Ornicus Orca is a large format comic book illustrated by Simon Thompson. The comic opens with several panels of the titular killer whale, leaping and splashing before the setting sun, all the ocean majesty. Cut to a sex scene between a veiny red man and a pink woman. Cut to the same two, armed with guns and knives, charging into battle. You’ll note plenty of speech bubbles—all of them are blank. And now a man who looks like bubblegum, a yellow dog-person, a human-alligator hybrid, tearing away in a station wagon. Everyone is oddly muscular. The whale is back, now with arms and legs (also ripped.) Gunplay, a passionate kiss, triumph—an ending made for TV.
At the end of the comic is a poster—double-sided in French and English—with text for the empty speech bubbles, numbered to fill in the blanks from the comic’s pages. Pulling out the poster and reading along with the pictures doesn’t help comprehension too much.
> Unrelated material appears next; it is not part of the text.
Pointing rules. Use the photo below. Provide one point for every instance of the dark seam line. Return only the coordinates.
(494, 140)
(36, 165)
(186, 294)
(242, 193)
As it turns out, Ornicus Orca might tell the story of a battle between a group of communists and a group of liberation theologists: “WE HAD TO MAKE A STOP AT THE CHURCH. WE ALL AGREED WE NEEDED TO HAVE OUR GUNS BLESSED FIRST!”
The poster notes that the dialog was inspired by the film La dialectique peut-elle casser des briques?, a Situationist film by René Vienet, which dubbed over a Hong Kong martial arts film to transform it into a subversive statement. In the same way, Ornicus Orca twists tropes from action comics and movies into something surreal, bizarre, and hilarious.